At this stage, patients will have, on average, a lower chance of fully solving their Afib or may need multiple catheter ablations to get the relief that they need. The success rate of a primary catheter ablation will drop to about 50%.

Long-Term Persistent Atrial Fibrillation

Undertreated or untreated atrial fibrillation can soon become a long-term problem, and this is where the abnormal heart rhythm issue has persisted for over one year. Once again, the degree to which Afib is bothersome or debilitating will vary between patients, but typically, at this stage, patients are experiencing ongoing heart palpitations and may be chronically tired and unable to perform routine exercise or other activities that would otherwise strengthen their hearts. This is very concerning because treatment modalities become very unreliable.

Permanent Afib

Occasionally, there is nothing more we can practically do to fight Afib. At this point, we will have tried all the medical and procedural therapies in our armamentarium, but success simply cannot be achieved. Now, long-term management of symptoms will be the primary concern rather than continuing to perform procedural options. The longer-term risk of congestive heart failure is ever present, and patients must be aware of potential consequences.

The bottom line

While Afib itself is not necessarily a dangerous condition, unless you have an underlying cardiovascular issue, it can quickly spiral into a circumstance in which medical and procedural treatments are unreliable or ultimately no longer effective. This is why electrophysiologists emphasize education about this concern that many do not even realize exists.
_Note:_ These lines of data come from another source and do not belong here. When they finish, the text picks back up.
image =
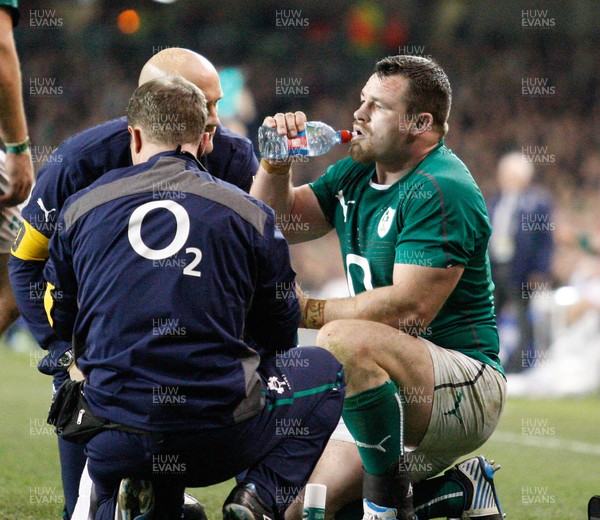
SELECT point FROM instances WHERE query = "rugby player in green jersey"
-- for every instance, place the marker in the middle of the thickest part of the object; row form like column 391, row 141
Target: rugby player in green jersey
column 417, row 336
column 16, row 168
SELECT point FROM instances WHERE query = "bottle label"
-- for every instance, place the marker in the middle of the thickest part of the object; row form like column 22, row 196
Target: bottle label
column 313, row 513
column 298, row 145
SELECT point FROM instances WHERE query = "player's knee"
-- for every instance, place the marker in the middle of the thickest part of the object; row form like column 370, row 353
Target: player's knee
column 345, row 342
Further, we encourage patients to visit a qualified electrophysiologist in addition to their cardiologist because we have advanced diagnostic equipment that allows us to diagnose even the most occasional of episodes – those that are often missed using traditional EKG testing.

If you are experiencing non-emergent palpitations and have not received an appropriate diagnosis, speak to a qualified electrophysiologist to learn more and understand the treatment options while they are still effective.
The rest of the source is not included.